To apply them as growth promoters, antibiotics are used on animals quite below recommended therapeutics levels and are supplied mainly through feed and occasionally through water. When administered through feed, more than 80 per cent of the antibiotics are excreted out through faeces or urine. The sub-therapeutic use of antibiotics as growth promoters has emerged as a major factor contributing to development and spread of antibiotic resistant bacteria. This resistance could spread as a reservoir of resistant bacteria. This resistance could spread through commensal microflora of food animals, serving as a reservoir of resistance traits spreading to commensals and pathogenic microbes of human beings

When administered at sub-therapeutic levels, antibiotics are not at a concentration high enough to inhibit disease causing bacteria, but rather by selection pressure, this leads to emergence of antibiotic resistance as well as spread of resistance among bacterial population.

Selective pressure leads to development of resistance because bacteria are capable of changing their genetic make-up in adverse physiological conditions to adjust to new environment. Antibiotic resistance genes then spread to other bacteria through all known means of genetic exchange most commonly by conjugation, naked uptake and mobile genetic elements.

Antibiotic resistance bacteria then find their way to the environment, when manure from farms using antibiotics as growth promoters is applied to agricultural land. Once in the soil, antibiotic resistance bacteria exchange their genetic information with native microflora including pathogens.

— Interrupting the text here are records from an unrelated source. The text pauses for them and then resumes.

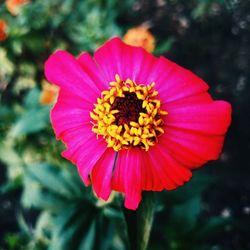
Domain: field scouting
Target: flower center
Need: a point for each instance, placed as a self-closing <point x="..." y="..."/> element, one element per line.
<point x="128" y="115"/>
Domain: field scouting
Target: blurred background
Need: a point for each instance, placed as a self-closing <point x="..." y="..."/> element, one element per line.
<point x="43" y="203"/>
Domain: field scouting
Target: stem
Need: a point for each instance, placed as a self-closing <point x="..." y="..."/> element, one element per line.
<point x="139" y="223"/>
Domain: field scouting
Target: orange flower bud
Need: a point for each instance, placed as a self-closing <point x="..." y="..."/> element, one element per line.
<point x="140" y="37"/>
<point x="3" y="27"/>
<point x="14" y="6"/>
<point x="49" y="93"/>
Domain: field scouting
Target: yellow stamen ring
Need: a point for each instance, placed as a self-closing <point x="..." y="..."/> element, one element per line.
<point x="128" y="115"/>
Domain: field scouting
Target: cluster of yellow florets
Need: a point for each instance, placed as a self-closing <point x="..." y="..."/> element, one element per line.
<point x="142" y="132"/>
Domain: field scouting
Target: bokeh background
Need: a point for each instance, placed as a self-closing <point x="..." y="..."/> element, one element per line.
<point x="43" y="203"/>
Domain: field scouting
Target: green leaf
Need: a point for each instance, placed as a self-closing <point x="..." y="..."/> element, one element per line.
<point x="145" y="215"/>
<point x="31" y="121"/>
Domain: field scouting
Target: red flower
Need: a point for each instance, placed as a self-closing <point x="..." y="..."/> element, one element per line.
<point x="3" y="27"/>
<point x="133" y="122"/>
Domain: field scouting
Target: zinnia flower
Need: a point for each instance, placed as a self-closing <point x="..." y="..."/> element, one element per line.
<point x="140" y="37"/>
<point x="3" y="27"/>
<point x="133" y="122"/>
<point x="14" y="6"/>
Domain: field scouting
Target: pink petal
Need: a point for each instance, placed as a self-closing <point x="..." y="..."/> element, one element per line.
<point x="174" y="82"/>
<point x="191" y="149"/>
<point x="171" y="173"/>
<point x="65" y="71"/>
<point x="115" y="57"/>
<point x="85" y="154"/>
<point x="102" y="174"/>
<point x="69" y="112"/>
<point x="91" y="68"/>
<point x="213" y="118"/>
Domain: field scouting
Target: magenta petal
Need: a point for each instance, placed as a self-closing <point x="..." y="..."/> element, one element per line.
<point x="102" y="174"/>
<point x="192" y="149"/>
<point x="65" y="71"/>
<point x="213" y="118"/>
<point x="85" y="155"/>
<point x="69" y="112"/>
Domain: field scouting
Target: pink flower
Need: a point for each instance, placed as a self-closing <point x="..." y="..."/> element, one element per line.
<point x="133" y="122"/>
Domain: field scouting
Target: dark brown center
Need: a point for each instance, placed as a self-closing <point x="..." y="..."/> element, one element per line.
<point x="129" y="108"/>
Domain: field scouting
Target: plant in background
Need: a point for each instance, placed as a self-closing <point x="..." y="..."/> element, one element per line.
<point x="132" y="122"/>
<point x="3" y="30"/>
<point x="140" y="37"/>
<point x="14" y="6"/>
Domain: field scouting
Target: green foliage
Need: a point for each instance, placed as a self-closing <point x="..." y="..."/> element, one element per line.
<point x="68" y="215"/>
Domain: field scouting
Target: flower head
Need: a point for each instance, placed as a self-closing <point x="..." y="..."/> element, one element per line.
<point x="14" y="6"/>
<point x="3" y="27"/>
<point x="133" y="122"/>
<point x="140" y="37"/>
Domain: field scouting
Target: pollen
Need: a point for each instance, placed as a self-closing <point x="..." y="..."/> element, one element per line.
<point x="128" y="115"/>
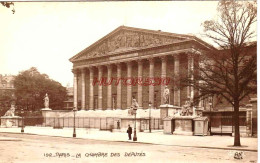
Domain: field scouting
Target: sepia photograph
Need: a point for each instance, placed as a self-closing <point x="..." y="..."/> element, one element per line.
<point x="128" y="81"/>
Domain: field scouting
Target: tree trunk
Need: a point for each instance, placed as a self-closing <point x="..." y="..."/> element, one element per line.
<point x="236" y="120"/>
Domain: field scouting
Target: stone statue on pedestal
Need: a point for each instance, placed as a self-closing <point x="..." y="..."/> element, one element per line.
<point x="166" y="95"/>
<point x="46" y="101"/>
<point x="135" y="104"/>
<point x="10" y="112"/>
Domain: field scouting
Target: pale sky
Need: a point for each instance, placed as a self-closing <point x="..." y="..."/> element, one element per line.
<point x="46" y="34"/>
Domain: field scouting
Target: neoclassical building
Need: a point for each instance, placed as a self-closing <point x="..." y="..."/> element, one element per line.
<point x="135" y="63"/>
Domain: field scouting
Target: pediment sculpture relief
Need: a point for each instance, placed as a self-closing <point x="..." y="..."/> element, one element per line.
<point x="126" y="40"/>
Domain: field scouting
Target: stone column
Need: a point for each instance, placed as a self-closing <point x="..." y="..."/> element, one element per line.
<point x="163" y="75"/>
<point x="129" y="86"/>
<point x="100" y="98"/>
<point x="151" y="75"/>
<point x="118" y="90"/>
<point x="190" y="75"/>
<point x="83" y="93"/>
<point x="177" y="93"/>
<point x="91" y="89"/>
<point x="109" y="87"/>
<point x="75" y="91"/>
<point x="140" y="87"/>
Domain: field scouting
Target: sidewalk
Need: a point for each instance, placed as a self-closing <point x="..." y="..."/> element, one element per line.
<point x="156" y="138"/>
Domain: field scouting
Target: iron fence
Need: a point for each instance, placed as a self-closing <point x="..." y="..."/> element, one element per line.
<point x="107" y="123"/>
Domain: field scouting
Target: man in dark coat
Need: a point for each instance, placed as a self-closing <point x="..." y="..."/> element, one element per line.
<point x="129" y="131"/>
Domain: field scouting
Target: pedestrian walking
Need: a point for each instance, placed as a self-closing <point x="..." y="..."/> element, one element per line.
<point x="129" y="131"/>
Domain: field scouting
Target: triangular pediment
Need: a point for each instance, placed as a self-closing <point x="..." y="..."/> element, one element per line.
<point x="127" y="38"/>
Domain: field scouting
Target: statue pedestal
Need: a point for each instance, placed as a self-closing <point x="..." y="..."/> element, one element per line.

From such agricultural land these antibiotics and antibiotic resistance bacteria find their way to nearby streams or rivers by leaching or through surface runoff. Antibiotic resistance bacteria then find their way to food chain, posing a grave threat to human and animal health.

Development of antibiotics resistance bacteria is a matter of grave concern from both human as well as animal health point of view. Diseases caused by antibiotic resistance bacteria are difficult to treat because of longer diagnosis time and high-treatment costs.

Besides cross-resistance, microbes which cause diseases in humans are also acquiring resistance genes from these environmental gene pools of bacteria. Infections caused by these antibiotic resistant microbes are already on the rise in human beings. Hospital-borne multiple drug resistant Staphylococcus aureus infection is now very common. Methicillin-resistant Staphylococcus aureus (MRSA) infection is very difficult to treat. Similarly emergence of vancomycin-resistant Enterococci is also a cause for concern among scientific communities as vancomycin is the last known antibiotic to treat infections by Enterococcus faecalis.

Besides human pathogens, many disease-causing microbial pathogens have acquired resistance genes. Emergence of antibiotic resistance bacteria that infect human directly or by transfer of resistant genes to human pathogens is a major concern across the globe, with scientists wondering whether antibiotics should be continued in animals. It is important therefore to have discussions among medical and veterinary practitioners on the proper use of antibiotics in animals as well as humans.